Amateurs d'épices insensibles au spray au poivre

INFO OU INTOX • La police et les garde-frontières genevois rapportent avoir eu des problèmes à neutraliser des suspects habitués à manger du piment.

  • La «résistance» au spray au poivre ne concernerait qu'une très petite minorité de suspects.

    La «résistance» au spray au poivre ne concernerait qu'une très petite minorité de suspects.

Le spray au poivre est-il une arme infaillible? On peut en douter. Un bruit court auprès des forces de l'ordre que si la personne contre qui le spray est utilisé a l'habitude de manger très épicé, l'effet peut être moindre, ce qui est loin d'être prouvé par des études scientifiques. Cette histoire piquante, si l'on ose dire, est rapportée par Jean-Philippe Brandt, porte-parole de la police genevoise. Interrogés, plusieurs policiers et garde-frontières ont ainsi pu constater qu'ils avaient un mal inhabituel à neutraliser un suspect avec leur spray au poivre, d'ordinaire si efficace. Régime alimentaire ou autre raison, la question reste ouverte.

Sécrétion d'endorphines

D'un point de vue scientifique, ce phénomène pourrait s'expliquer par le fait que la consommation de piment provoquerait une sécrétion d'endorphines, lesquelles entraîneraient une accoutumance, voire une dépendance au piment dans l'alimentation, et donc une «résistance» au spray au poivre. Jean-Philippe Brandt précise toutefois que ce phénomène de résistance au spray au poivre ne concernerait qu'une très petite minorité de suspects. Il peut d'ailleurs témoigner lui-même que le spray au poivre n'est pas une arme anodine: «Nous avons pour habitude de tester ce produit sur nous-mêmes dans le cadre de la formation.»

Tests douloureux

«Expérience faite, ce genre de test n'est pas drôle du tout», souligne-t-il. Il faut bien 30 à 45 minutes à un individu normal pour s'en remettre. Ces aérosols contiennent en effet des extraits de paprika, de piments ou de poivre de Cayenne. Des substances irritantes qui déploient leurs effets en quelques secondes: elles piquent les yeux, provoquent des larmoiements, causent des démangeaisons de la peau et des brûlures sur les muqueuses des voies respiratoires. La procédure policière veut d'ailleurs que des soins soient rapidement apportés à la personne sprayée. «Il faut abondamment lui rincer les yeux à l'eau claire, voire appeler un médecin», indique Jean-Philippe Brandt.Dans le canton de Vaud, la police se montre surprise par cette découverte: «Nous savons que les réactions peuvent différer d'un individu à l'autre, notamment en fonction de la concentration du produit, mais il est difficile de tirer des généralités». Quant à la police fribourgeoise, elle affirme n'avoir pas entendu parler de ce problème. Il est vrai qu'au pays de la double crème et du caramel de la Gruyère, on est rarement porté sur le piment.
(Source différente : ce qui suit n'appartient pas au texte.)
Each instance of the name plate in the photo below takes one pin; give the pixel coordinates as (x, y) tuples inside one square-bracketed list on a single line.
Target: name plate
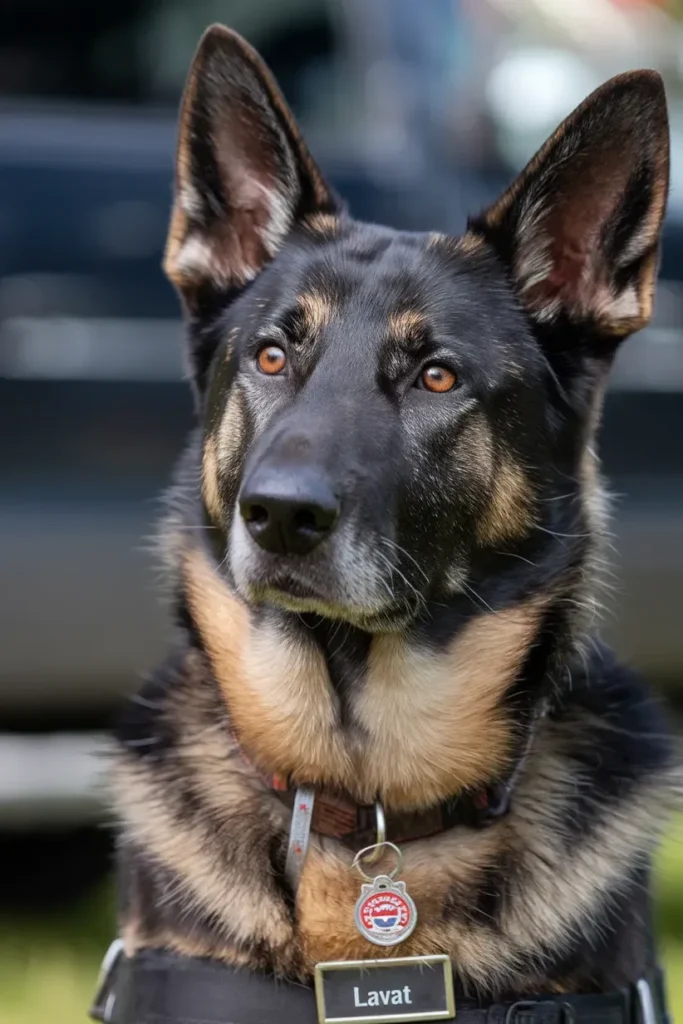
[(412, 988)]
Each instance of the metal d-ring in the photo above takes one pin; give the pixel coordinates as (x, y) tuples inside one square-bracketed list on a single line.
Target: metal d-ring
[(380, 827), (378, 849)]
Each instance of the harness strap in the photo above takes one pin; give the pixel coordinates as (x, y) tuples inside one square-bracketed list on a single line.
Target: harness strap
[(157, 987)]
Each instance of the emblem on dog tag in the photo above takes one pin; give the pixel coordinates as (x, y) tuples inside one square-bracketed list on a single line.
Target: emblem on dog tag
[(385, 913)]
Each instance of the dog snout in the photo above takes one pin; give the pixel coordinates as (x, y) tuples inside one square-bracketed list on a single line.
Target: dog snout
[(289, 512)]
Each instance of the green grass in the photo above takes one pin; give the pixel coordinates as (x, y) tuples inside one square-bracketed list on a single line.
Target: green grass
[(48, 968)]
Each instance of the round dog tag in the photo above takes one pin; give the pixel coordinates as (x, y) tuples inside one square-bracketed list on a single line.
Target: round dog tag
[(385, 913)]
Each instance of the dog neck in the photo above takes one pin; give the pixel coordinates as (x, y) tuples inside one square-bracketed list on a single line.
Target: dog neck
[(418, 725)]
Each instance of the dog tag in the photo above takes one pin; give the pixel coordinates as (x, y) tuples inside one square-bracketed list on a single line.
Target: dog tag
[(384, 912), (412, 988)]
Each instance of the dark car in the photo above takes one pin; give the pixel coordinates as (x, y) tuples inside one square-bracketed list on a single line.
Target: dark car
[(93, 406)]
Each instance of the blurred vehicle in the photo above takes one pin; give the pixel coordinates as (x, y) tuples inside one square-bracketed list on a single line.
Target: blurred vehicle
[(92, 400)]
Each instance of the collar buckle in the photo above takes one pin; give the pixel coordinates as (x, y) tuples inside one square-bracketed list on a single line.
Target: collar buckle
[(103, 1003)]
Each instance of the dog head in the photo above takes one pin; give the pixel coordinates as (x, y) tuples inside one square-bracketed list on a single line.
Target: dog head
[(385, 414)]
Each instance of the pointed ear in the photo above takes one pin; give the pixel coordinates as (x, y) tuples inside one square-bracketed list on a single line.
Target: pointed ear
[(243, 175), (580, 227)]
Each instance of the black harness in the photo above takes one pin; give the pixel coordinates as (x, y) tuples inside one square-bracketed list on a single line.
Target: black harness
[(157, 987)]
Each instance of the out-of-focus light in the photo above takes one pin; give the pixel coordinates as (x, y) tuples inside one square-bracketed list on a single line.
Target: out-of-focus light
[(529, 92)]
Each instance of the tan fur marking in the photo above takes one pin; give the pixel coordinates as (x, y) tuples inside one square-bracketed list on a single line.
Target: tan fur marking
[(210, 489), (509, 513), (440, 711), (285, 710), (325, 224), (317, 311), (229, 441), (279, 693), (406, 324)]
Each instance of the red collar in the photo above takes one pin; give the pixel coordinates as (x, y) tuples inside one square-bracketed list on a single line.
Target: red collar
[(354, 824)]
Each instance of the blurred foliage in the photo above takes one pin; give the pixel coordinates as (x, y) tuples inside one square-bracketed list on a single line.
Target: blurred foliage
[(48, 968)]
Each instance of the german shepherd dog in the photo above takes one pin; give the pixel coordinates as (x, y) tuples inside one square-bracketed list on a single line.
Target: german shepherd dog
[(384, 545)]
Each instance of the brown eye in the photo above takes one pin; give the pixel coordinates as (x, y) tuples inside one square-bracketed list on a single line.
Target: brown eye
[(271, 359), (437, 379)]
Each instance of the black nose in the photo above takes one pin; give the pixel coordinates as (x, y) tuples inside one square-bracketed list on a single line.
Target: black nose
[(289, 512)]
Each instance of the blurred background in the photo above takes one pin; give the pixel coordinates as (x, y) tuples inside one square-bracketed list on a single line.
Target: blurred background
[(419, 112)]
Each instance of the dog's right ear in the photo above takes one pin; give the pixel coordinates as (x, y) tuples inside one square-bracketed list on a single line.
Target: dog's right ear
[(244, 175)]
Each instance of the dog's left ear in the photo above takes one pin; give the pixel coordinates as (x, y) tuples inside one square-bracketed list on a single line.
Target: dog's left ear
[(244, 175), (580, 227)]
«Absolument rien de scientifique»

ChZ • Le spray au poivre serait moins efficace envers les personnes habituées à manger très épicé? «Je n'ai jamais entendu une telle thèse», sourit André Cominoli, chimiste cantonal adjoint. Il se demande par ailleurs quels seraient les justificatifs scientifiques qui le démonteraient: «Le spray au poivre, comme on le sait, agit sur les yeux. La nourriture épicée se fait par ingestion, donc la voie est différente. Je suis étonné par une telle constatation, qui , à mon, avis, n'a absolument rien de scientifique.»